Silah sesleri azalmaya başlamıştı. Hatta hiç yoktu. Bir anda kesilmişti hepsi. Ayak sesleri geliyordu. Bunu net bir şekilde duyamıyordum nalet olası piyano sesi yüzünden. Oğlum, iyi misin annecim? Vücudumdaki titreme artıyordu. Üzerimdeki ince beyaz gecelik aynı yüzüm gibi kanla kaplıydı. Doğum yapmama yardımcı olan kayınvalidem ölü doğduğunu görünce üzerimdeki geceliği dahi düzeltmeden yüzüme tükürerek çıkmıştı. Karnıma kadar açıktı üzerine bulaşan kan beni daha çok üşütüyordu.

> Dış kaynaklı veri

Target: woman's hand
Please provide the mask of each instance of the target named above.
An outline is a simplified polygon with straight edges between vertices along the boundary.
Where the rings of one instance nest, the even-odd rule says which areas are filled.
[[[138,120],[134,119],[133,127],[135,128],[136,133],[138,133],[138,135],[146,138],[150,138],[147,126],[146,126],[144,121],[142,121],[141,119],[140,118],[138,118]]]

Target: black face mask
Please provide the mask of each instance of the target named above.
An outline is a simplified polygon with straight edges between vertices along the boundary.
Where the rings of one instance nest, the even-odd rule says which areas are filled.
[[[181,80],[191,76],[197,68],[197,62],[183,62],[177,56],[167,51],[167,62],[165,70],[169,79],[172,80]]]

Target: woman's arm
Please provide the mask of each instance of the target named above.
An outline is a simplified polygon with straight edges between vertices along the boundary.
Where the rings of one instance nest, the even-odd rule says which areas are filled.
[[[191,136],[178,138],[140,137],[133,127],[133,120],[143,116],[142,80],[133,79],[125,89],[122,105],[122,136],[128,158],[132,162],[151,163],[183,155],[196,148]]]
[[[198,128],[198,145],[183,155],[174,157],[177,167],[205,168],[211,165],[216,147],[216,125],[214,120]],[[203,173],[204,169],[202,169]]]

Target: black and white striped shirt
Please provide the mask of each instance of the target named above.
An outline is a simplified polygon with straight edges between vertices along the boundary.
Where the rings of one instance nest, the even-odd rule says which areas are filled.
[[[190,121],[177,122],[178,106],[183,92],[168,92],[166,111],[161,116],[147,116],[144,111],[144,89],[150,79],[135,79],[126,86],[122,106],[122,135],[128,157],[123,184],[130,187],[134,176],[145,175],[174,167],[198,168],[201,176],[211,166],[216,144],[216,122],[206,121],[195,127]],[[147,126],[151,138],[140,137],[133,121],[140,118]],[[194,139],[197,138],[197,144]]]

Benim gözlerim kapanırken odanın içine biri girdi. Bir asker, babam mı gelmişti? Beni yanına mı alacaktı? "Baba..." Fısıltı gibiydi sesim. Yüzünü görememiştim. Kapalıydı, lütfen yüzünü göster bana baba... Bana doğrulu olan silahı indi kulağındaki kulaklığa bir şeyler fısıldadı ama onu duymadım. Gözlerim kapandı. Oğlum sana emanet Allahım...

...

Bodrum katta bulduğum bir kadın, odanın içinde yankılanan bir piyano sesi vücudu kan içindeydi. 'Baba...' Diye fısıldamıştı. Bu kadın asla planda yoktu. Kulaklığıma doğru konuştum. "Bodrum katta bir kadın, kanaması var. Bilinci kapalı." Benim ardımdan Ceyhun konuştu. "Üst kat 3. odada bir erkek çocuğu." Diğerlerinden ses gelmeyince Selim abi konuştu. "Ev boş, Vural Aslanbey ve ailesi kaçmış. Tuzak olabilir çıkış yapalım mı Komutanım?" İlk önce önümde duran kadına baktım daha sonra cevapladım. "Çocuğu alıp çıkış yapın. Arkanızdan geleceğim." Her zamanki gibi iki kelime duyuldu. "Emredersiniz Komutanım." Kadının yanına gittiğimde yanında olan anahtarlara uzandım. Anahtarlar kelepçeleri açtı. İlk önce üzerindeki geceliği karnından indirdim. Bu kadın doğum mu yapmıştı? Bebeği neredeydi? Bedeni soğuktu ama hala nefes alıyordu. Üzerimdeki ceketi çıkartıp bedenine serdim. Hemen ardından kadını kucakladım. Yüzünde neden bu kadar yara vardı? Kimdi bu kadın?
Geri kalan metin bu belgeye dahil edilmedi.